Karim was one month old when he and his mother were caught in an attack on a market in Eastern Ghouta in November.
The strike killed his mother and left him with one eye and a severely fractured skull.
Many people - including the UK's ambassador to the UN, Matthew Rycroft, members of the Syrian White Helmets and children living in the besieged suburb - have posted photos with their left eye covered in solidarity with Karim under the hashtags #SolidarityWithKarim.
Messages in Arabic, English, and Turkish with the phrase "#BabyKarim I see you," and "#EasternGhouta siege must end" have been widely shared on Twitter.
Abu Muhammed, Karim's father, described life under siege as a "nightmare" and said Karim needs constant care.
He told Anadolu agency that the siege was making life difficult for him and his five children.
"Life under siege is a nightmare. It is very difficult to find a proper job under these circumstances," said Abu Muhammed.
"Karim needs constant nursing. He lost one eye. He has a fractured skull. The deteriorating situation is obvious in Eastern Ghouta."

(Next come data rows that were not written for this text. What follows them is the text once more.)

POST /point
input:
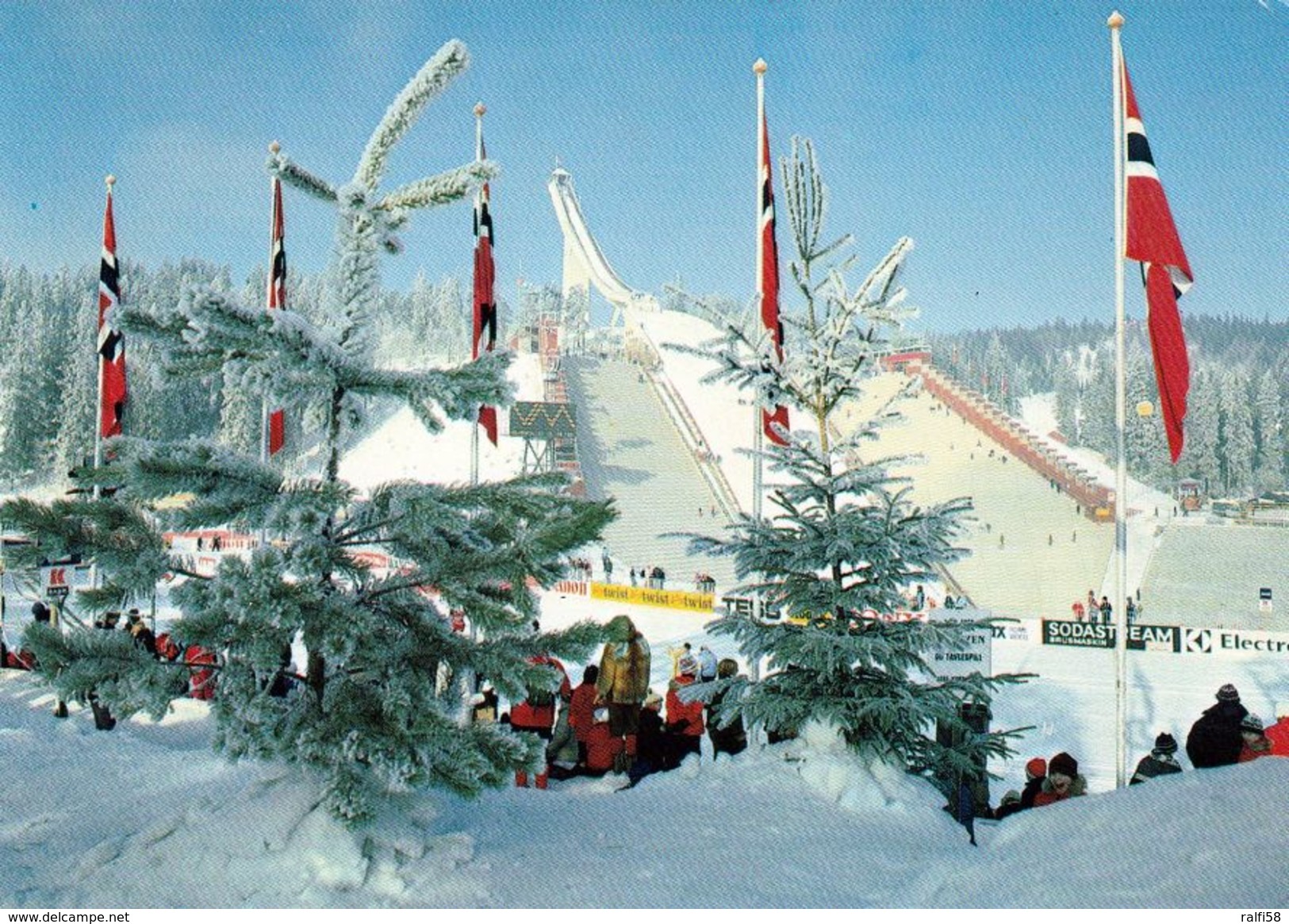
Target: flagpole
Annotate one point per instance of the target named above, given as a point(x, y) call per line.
point(474, 431)
point(98, 405)
point(1120, 579)
point(757, 439)
point(272, 255)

Eastern Ghouta is the last remaining rebel-held stronghold, and it has faced months of bombardment from Russian and Syrian government planes.
The siege, which began in 2013, has deprived the local population of food, fuel, and medicine.

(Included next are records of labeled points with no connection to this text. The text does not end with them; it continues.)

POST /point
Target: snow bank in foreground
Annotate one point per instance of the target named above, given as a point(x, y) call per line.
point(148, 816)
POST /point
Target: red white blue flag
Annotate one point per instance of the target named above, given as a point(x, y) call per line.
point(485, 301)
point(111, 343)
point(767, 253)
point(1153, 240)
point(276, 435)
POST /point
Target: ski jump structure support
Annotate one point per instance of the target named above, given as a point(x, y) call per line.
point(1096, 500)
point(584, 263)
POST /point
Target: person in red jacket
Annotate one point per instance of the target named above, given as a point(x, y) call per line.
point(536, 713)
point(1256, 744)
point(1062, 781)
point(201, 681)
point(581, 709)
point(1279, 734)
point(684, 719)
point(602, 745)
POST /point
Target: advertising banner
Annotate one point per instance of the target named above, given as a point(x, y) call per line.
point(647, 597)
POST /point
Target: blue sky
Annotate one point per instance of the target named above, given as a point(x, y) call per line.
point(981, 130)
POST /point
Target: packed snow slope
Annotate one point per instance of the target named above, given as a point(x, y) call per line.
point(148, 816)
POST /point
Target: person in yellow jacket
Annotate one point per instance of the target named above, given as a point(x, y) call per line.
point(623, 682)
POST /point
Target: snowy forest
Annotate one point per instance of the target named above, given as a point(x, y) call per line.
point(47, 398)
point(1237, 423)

The situation, however, continues to worsen with the UN saying in November the child malnutrition level in the besieged area was the "highest level recorded in the country since the six-year war began".
UNICEF said a November survey of Eastern Ghouta showed 12 percent of children under five were suffering from acute malnutrition.
The Red Cross on Monday said that the situation there had reached a critical point as aid continues to be severely restricted.
"As so often in Syria over the last six years, ordinary people are once again trapped in a situation where life becomes impossible," said Robert Mardini, the Middle East director for the Red Cross.
“No military or political gains could justify this amount of suffering, whether in Eastern Ghouta or elsewhere in Syria,” he added.
Christos Stylianides, the European Commissioner for Humanitarian Aid and Crisis Management, called for speeding up medical deliveries to the region and accelerated evacuations, noting the situation in Eastern Ghouta is rapidly worsening.
Stylianides said in a written statement that over the past few weeks, the situation in the besieged enclave had rapidly deteriorated.
“Its 400,000 inhabitants face major humanitarian challenges, as there is a shortage of basic supplies including food, fuel, and medicine.”
He added that the situation is leading to severe malnutrition, medical emergencies and an increased risk of diseases.
“Around 500 people, including 137 children, require urgent medical evacuation,” he said.